As last year's expansion team, the Sounders—in their first-ever MLS game—thrashed New York, 3-0. Then, later in the season at Giants Stadium, New York held the run of play and had the majority of chances, but a Jeremy Hall miscue allowed Seattle’s Fredy Montero to score a goal before halftime to earn a 1-1 draw.
Seattle went on to make the playoffs, becoming the first MLS team since the 1998 Chicago Fire to go to the postseason in its inaugural year. New York, of course, finished last in the league standings but is now bent on changing things around.
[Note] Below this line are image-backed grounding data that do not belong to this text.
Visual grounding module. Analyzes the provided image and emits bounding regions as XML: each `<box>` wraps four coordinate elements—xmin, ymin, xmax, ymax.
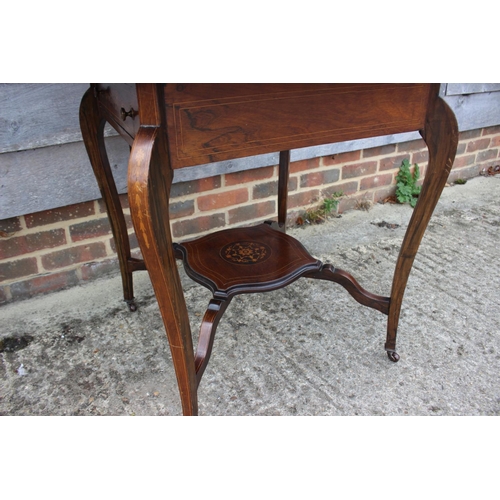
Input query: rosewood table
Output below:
<box><xmin>79</xmin><ymin>84</ymin><xmax>458</xmax><ymax>415</ymax></box>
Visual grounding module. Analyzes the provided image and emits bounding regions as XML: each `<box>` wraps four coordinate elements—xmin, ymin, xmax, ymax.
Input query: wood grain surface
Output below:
<box><xmin>164</xmin><ymin>83</ymin><xmax>431</xmax><ymax>168</ymax></box>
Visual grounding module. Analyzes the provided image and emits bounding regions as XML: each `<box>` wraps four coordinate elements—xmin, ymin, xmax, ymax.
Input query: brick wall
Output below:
<box><xmin>1</xmin><ymin>125</ymin><xmax>499</xmax><ymax>305</ymax></box>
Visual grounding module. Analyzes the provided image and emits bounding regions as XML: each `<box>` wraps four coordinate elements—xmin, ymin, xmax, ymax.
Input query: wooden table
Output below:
<box><xmin>80</xmin><ymin>84</ymin><xmax>458</xmax><ymax>415</ymax></box>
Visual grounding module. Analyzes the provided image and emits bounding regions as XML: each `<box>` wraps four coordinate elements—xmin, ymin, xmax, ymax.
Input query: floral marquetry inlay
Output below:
<box><xmin>221</xmin><ymin>241</ymin><xmax>271</xmax><ymax>265</ymax></box>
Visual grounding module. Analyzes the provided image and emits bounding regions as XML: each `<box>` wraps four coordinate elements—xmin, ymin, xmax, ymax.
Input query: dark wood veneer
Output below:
<box><xmin>174</xmin><ymin>223</ymin><xmax>322</xmax><ymax>299</ymax></box>
<box><xmin>164</xmin><ymin>83</ymin><xmax>430</xmax><ymax>168</ymax></box>
<box><xmin>80</xmin><ymin>83</ymin><xmax>458</xmax><ymax>415</ymax></box>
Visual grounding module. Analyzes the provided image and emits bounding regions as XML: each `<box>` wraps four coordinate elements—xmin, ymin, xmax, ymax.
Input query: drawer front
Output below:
<box><xmin>164</xmin><ymin>83</ymin><xmax>432</xmax><ymax>169</ymax></box>
<box><xmin>95</xmin><ymin>83</ymin><xmax>139</xmax><ymax>143</ymax></box>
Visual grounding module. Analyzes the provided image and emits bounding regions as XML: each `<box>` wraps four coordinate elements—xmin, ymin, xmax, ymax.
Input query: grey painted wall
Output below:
<box><xmin>1</xmin><ymin>83</ymin><xmax>499</xmax><ymax>220</ymax></box>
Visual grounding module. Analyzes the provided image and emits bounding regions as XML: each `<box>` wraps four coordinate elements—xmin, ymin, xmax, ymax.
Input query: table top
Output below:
<box><xmin>95</xmin><ymin>83</ymin><xmax>437</xmax><ymax>170</ymax></box>
<box><xmin>164</xmin><ymin>83</ymin><xmax>433</xmax><ymax>169</ymax></box>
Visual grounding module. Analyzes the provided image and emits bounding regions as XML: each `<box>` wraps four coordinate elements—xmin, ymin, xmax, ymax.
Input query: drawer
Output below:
<box><xmin>95</xmin><ymin>83</ymin><xmax>139</xmax><ymax>143</ymax></box>
<box><xmin>164</xmin><ymin>83</ymin><xmax>432</xmax><ymax>169</ymax></box>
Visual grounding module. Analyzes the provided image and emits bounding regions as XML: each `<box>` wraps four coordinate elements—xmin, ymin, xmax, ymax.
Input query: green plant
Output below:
<box><xmin>297</xmin><ymin>191</ymin><xmax>343</xmax><ymax>225</ymax></box>
<box><xmin>395</xmin><ymin>159</ymin><xmax>421</xmax><ymax>208</ymax></box>
<box><xmin>322</xmin><ymin>191</ymin><xmax>343</xmax><ymax>214</ymax></box>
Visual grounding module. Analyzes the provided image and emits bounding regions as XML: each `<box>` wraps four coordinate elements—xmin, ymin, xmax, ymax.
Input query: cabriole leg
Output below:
<box><xmin>79</xmin><ymin>88</ymin><xmax>137</xmax><ymax>311</ymax></box>
<box><xmin>128</xmin><ymin>123</ymin><xmax>198</xmax><ymax>416</ymax></box>
<box><xmin>385</xmin><ymin>95</ymin><xmax>458</xmax><ymax>361</ymax></box>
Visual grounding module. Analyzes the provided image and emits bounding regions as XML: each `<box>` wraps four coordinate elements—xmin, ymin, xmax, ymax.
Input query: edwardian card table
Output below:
<box><xmin>79</xmin><ymin>84</ymin><xmax>458</xmax><ymax>415</ymax></box>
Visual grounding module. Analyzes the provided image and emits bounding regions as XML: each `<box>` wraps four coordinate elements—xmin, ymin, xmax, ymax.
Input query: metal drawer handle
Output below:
<box><xmin>120</xmin><ymin>107</ymin><xmax>137</xmax><ymax>121</ymax></box>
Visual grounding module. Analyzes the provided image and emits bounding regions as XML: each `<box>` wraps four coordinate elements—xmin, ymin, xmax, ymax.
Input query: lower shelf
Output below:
<box><xmin>173</xmin><ymin>222</ymin><xmax>390</xmax><ymax>315</ymax></box>
<box><xmin>172</xmin><ymin>222</ymin><xmax>394</xmax><ymax>383</ymax></box>
<box><xmin>174</xmin><ymin>222</ymin><xmax>322</xmax><ymax>299</ymax></box>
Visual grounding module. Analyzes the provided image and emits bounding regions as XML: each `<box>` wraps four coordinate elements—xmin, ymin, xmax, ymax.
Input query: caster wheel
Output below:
<box><xmin>387</xmin><ymin>350</ymin><xmax>400</xmax><ymax>362</ymax></box>
<box><xmin>125</xmin><ymin>300</ymin><xmax>137</xmax><ymax>312</ymax></box>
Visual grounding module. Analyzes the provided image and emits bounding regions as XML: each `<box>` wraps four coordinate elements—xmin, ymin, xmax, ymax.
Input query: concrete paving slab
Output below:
<box><xmin>1</xmin><ymin>176</ymin><xmax>499</xmax><ymax>415</ymax></box>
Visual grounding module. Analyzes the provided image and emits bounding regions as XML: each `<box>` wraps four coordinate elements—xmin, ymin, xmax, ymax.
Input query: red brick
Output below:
<box><xmin>253</xmin><ymin>178</ymin><xmax>298</xmax><ymax>199</ymax></box>
<box><xmin>379</xmin><ymin>154</ymin><xmax>408</xmax><ymax>171</ymax></box>
<box><xmin>338</xmin><ymin>192</ymin><xmax>373</xmax><ymax>213</ymax></box>
<box><xmin>70</xmin><ymin>219</ymin><xmax>112</xmax><ymax>242</ymax></box>
<box><xmin>322</xmin><ymin>168</ymin><xmax>341</xmax><ymax>184</ymax></box>
<box><xmin>225</xmin><ymin>166</ymin><xmax>274</xmax><ymax>186</ymax></box>
<box><xmin>7</xmin><ymin>280</ymin><xmax>29</xmax><ymax>300</ymax></box>
<box><xmin>81</xmin><ymin>258</ymin><xmax>119</xmax><ymax>281</ymax></box>
<box><xmin>25</xmin><ymin>201</ymin><xmax>95</xmax><ymax>228</ymax></box>
<box><xmin>476</xmin><ymin>149</ymin><xmax>498</xmax><ymax>162</ymax></box>
<box><xmin>456</xmin><ymin>143</ymin><xmax>466</xmax><ymax>155</ymax></box>
<box><xmin>228</xmin><ymin>201</ymin><xmax>275</xmax><ymax>224</ymax></box>
<box><xmin>98</xmin><ymin>194</ymin><xmax>129</xmax><ymax>213</ymax></box>
<box><xmin>253</xmin><ymin>180</ymin><xmax>277</xmax><ymax>199</ymax></box>
<box><xmin>322</xmin><ymin>150</ymin><xmax>361</xmax><ymax>166</ymax></box>
<box><xmin>97</xmin><ymin>198</ymin><xmax>107</xmax><ymax>213</ymax></box>
<box><xmin>0</xmin><ymin>257</ymin><xmax>38</xmax><ymax>282</ymax></box>
<box><xmin>170</xmin><ymin>176</ymin><xmax>222</xmax><ymax>198</ymax></box>
<box><xmin>0</xmin><ymin>217</ymin><xmax>22</xmax><ymax>235</ymax></box>
<box><xmin>300</xmin><ymin>171</ymin><xmax>323</xmax><ymax>188</ymax></box>
<box><xmin>110</xmin><ymin>232</ymin><xmax>139</xmax><ymax>253</ymax></box>
<box><xmin>9</xmin><ymin>270</ymin><xmax>80</xmax><ymax>299</ymax></box>
<box><xmin>360</xmin><ymin>173</ymin><xmax>394</xmax><ymax>191</ymax></box>
<box><xmin>373</xmin><ymin>185</ymin><xmax>397</xmax><ymax>204</ymax></box>
<box><xmin>362</xmin><ymin>144</ymin><xmax>396</xmax><ymax>158</ymax></box>
<box><xmin>482</xmin><ymin>126</ymin><xmax>500</xmax><ymax>136</ymax></box>
<box><xmin>172</xmin><ymin>214</ymin><xmax>226</xmax><ymax>239</ymax></box>
<box><xmin>287</xmin><ymin>177</ymin><xmax>298</xmax><ymax>192</ymax></box>
<box><xmin>284</xmin><ymin>212</ymin><xmax>301</xmax><ymax>228</ymax></box>
<box><xmin>288</xmin><ymin>189</ymin><xmax>321</xmax><ymax>209</ymax></box>
<box><xmin>30</xmin><ymin>270</ymin><xmax>80</xmax><ymax>294</ymax></box>
<box><xmin>290</xmin><ymin>157</ymin><xmax>320</xmax><ymax>173</ymax></box>
<box><xmin>197</xmin><ymin>188</ymin><xmax>248</xmax><ymax>211</ymax></box>
<box><xmin>0</xmin><ymin>229</ymin><xmax>67</xmax><ymax>260</ymax></box>
<box><xmin>466</xmin><ymin>138</ymin><xmax>490</xmax><ymax>152</ymax></box>
<box><xmin>459</xmin><ymin>129</ymin><xmax>481</xmax><ymax>140</ymax></box>
<box><xmin>169</xmin><ymin>200</ymin><xmax>195</xmax><ymax>220</ymax></box>
<box><xmin>93</xmin><ymin>212</ymin><xmax>133</xmax><ymax>232</ymax></box>
<box><xmin>452</xmin><ymin>154</ymin><xmax>476</xmax><ymax>169</ymax></box>
<box><xmin>41</xmin><ymin>242</ymin><xmax>107</xmax><ymax>270</ymax></box>
<box><xmin>448</xmin><ymin>165</ymin><xmax>483</xmax><ymax>182</ymax></box>
<box><xmin>412</xmin><ymin>150</ymin><xmax>429</xmax><ymax>165</ymax></box>
<box><xmin>397</xmin><ymin>139</ymin><xmax>426</xmax><ymax>153</ymax></box>
<box><xmin>0</xmin><ymin>286</ymin><xmax>8</xmax><ymax>304</ymax></box>
<box><xmin>342</xmin><ymin>161</ymin><xmax>377</xmax><ymax>179</ymax></box>
<box><xmin>119</xmin><ymin>194</ymin><xmax>129</xmax><ymax>209</ymax></box>
<box><xmin>300</xmin><ymin>168</ymin><xmax>340</xmax><ymax>188</ymax></box>
<box><xmin>418</xmin><ymin>164</ymin><xmax>426</xmax><ymax>180</ymax></box>
<box><xmin>325</xmin><ymin>180</ymin><xmax>359</xmax><ymax>196</ymax></box>
<box><xmin>490</xmin><ymin>136</ymin><xmax>500</xmax><ymax>148</ymax></box>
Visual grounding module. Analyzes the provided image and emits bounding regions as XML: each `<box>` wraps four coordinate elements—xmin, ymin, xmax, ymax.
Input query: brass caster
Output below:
<box><xmin>387</xmin><ymin>350</ymin><xmax>400</xmax><ymax>362</ymax></box>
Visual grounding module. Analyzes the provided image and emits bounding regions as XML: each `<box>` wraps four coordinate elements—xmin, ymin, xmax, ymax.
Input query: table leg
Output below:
<box><xmin>277</xmin><ymin>150</ymin><xmax>291</xmax><ymax>230</ymax></box>
<box><xmin>194</xmin><ymin>298</ymin><xmax>232</xmax><ymax>387</ymax></box>
<box><xmin>79</xmin><ymin>88</ymin><xmax>138</xmax><ymax>311</ymax></box>
<box><xmin>386</xmin><ymin>95</ymin><xmax>458</xmax><ymax>361</ymax></box>
<box><xmin>128</xmin><ymin>126</ymin><xmax>198</xmax><ymax>416</ymax></box>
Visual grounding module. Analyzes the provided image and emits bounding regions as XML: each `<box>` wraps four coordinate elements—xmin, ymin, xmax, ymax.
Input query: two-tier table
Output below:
<box><xmin>80</xmin><ymin>84</ymin><xmax>458</xmax><ymax>415</ymax></box>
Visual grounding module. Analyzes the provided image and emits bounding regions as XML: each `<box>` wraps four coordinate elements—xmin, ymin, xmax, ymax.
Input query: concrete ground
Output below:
<box><xmin>1</xmin><ymin>176</ymin><xmax>499</xmax><ymax>416</ymax></box>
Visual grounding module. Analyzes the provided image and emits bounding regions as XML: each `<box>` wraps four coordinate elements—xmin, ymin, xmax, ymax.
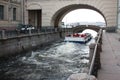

“Last year Seattle clearly came out and took it to us,” forward John Wolyniec told MLSSoccer.com. “They had the crowd and the energy behind them. I’m not sure we expected it to be quite like that.”
The Sounders earned 21 points at their Qwest Field fortress last season, which tied for most in the league. Midfielder Seth Stammler said that the form the Red Bulls showed last season in the home tie against Seattle was more indicative of how these two teams match up. True or not, Red Bulls head coach Hans Backe is ready to face a good team on the road. Seattle won its 2010 opener last Thursday night, a 2-0 defeat of Philadelphia.
“You could see that they are a good counter-attack team,” Backe said. “I think they will play the same way against us as they did against Philadelphia.”
Backe said he is impressed with the way Seattle’s Osvaldo Alonso controls the midfield tempo, and he likes Montero’s ability to score goals. But regardless of last year's results, Backe said his players this year will play their style—a style he concedes is still very much in the works. Backe said his team will strive for not just a result, but their first-ever franchise win over the Sounders.
“It’s going to be three points; we have to work with that mind set when we travel," Backe said. "It's not, 'Go for one point.' I think [that mentality] is not mentally good enough."
The atmosphere in Seattle is something special, but what are the best crowds overall in MLS? League commissioner Don Garber will rattle off Section 8 in Chicago, the bouncing stands of D.C. United and Seattle as prime examples.
Veteran forward Wolyniec, who was drafted by the then-MetroStars in 1999, has seen and experienced every environment in MLS.
“Seattle is very good," Wolyniec said. "The fans come out with their scarves, and obviously Toronto is a very intense place to play as a visitor. And I honestly think that based off the past two games there, Red Bull Arena could well be in the top three in the league if the fans continue to come out like they have.”